If you find yourself doing changing the value by small amounts afterwards, see if you can move the `l` to a different spot with the correct stack height e.g. `0l1-` => `l0\$`, or `l1+nao` => `alno`.

# Termination

On code.golf, you can either terminate a program properly with `;`, or you can terminate with an error.

## Divison/modulo by zero

This can often be used in place of `?;`, where you invert the condition and divide the top of the stack by either 1 or 0, e.g. `"e"l)?;` => `"d"l(,`. If you already use a division or modulo in your normal code, you may be able to manipulate the divisor/modulus to be zero when you want to terminate.

## Invalid instruction

Characters that aren't instructions will throw an error when the pointer hits them. You can use this either by `p`utting a character in the middle of your normal code, directing your pointer into what is meant to be your data section.

## Empty stack

There weren't enough elements on the stack to do whatever it was you were attempting.

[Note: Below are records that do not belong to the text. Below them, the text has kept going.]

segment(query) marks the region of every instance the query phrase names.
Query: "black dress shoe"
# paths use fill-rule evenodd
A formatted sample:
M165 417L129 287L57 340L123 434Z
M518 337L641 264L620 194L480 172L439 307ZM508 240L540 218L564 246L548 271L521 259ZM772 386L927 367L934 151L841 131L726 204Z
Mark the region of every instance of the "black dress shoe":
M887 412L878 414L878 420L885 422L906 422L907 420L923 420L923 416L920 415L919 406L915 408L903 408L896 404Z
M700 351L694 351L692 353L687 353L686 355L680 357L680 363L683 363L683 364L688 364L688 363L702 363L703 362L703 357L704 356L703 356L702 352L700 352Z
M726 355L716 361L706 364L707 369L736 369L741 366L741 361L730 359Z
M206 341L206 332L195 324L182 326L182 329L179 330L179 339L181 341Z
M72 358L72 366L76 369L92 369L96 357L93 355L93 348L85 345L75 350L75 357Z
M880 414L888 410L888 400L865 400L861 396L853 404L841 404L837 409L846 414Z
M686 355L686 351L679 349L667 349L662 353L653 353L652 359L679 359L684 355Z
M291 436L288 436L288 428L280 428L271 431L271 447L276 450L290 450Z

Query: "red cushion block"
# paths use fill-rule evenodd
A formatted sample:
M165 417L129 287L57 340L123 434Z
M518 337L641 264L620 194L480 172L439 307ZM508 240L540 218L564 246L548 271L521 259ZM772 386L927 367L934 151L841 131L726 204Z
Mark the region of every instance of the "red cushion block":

You can use this to terminate by e.g. pushing all the values/input first, then loop assuming the stack is full.

## Invalid use of `[`

The interpreter will error if you try and create a stack with an invalid number of elements (either negative or more than your current stack). This differs from the original interpreter, which only errored on the negative part.

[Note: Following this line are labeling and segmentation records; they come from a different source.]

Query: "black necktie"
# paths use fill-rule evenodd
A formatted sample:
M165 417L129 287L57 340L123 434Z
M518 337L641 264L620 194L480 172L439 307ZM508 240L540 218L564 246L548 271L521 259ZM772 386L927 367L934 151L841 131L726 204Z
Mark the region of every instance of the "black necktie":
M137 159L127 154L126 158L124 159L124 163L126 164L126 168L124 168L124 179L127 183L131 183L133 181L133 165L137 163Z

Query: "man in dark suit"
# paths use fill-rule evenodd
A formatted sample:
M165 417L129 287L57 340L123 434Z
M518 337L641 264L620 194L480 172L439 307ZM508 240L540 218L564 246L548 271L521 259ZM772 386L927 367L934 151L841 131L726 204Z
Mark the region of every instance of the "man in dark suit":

## Outputting a negative number

The most common way of doing this is to output the value of EOF (-1).

# General tips

• Reduce whitespace. This should be your number one priority, besides simplifying logic to remove instructions themselves. Remove those nasty spaces and keep it on as few lines as you can.
• You can sometimes use `}{` in place of the register `&` if you want to store multiple values. You might even be able to just `r`everse the stack at the end of the loop to start again
• Reuse instructions. You can often change around the pointer paths to intersect with other parts of the program, or even with the data itself.
• `[]` may seem rather useless in general programming, but they do have their advantages. `]` will clear a stack if there's nothing on the stack-stack, you can manipulate sections of the stack e.g. `5[r]` to reverse the top 5 values, and each stack stack has its own register value.
• Invert conditions to turn `?!` to to just `?`
• The interpreter code.golf uses is written by @primo-ppcg (thanks!), and uses rationals as the number representation. This means that constant holes aren't insanely annoying, phew. You will still need to output it properly though, either by
• Multiplying the number by 10^1000 and flooring it (`:1%-`). You can make this value at the same time as you're generating the number, usually by iterating some X000 times and multiplying a value by 10 every X loops.
• Alternatively, countdown from 1000 after generating the number, printing each digit by multiplying by ten, outputting (with `'0'+o` or `:1%-n`), then moduloing by one.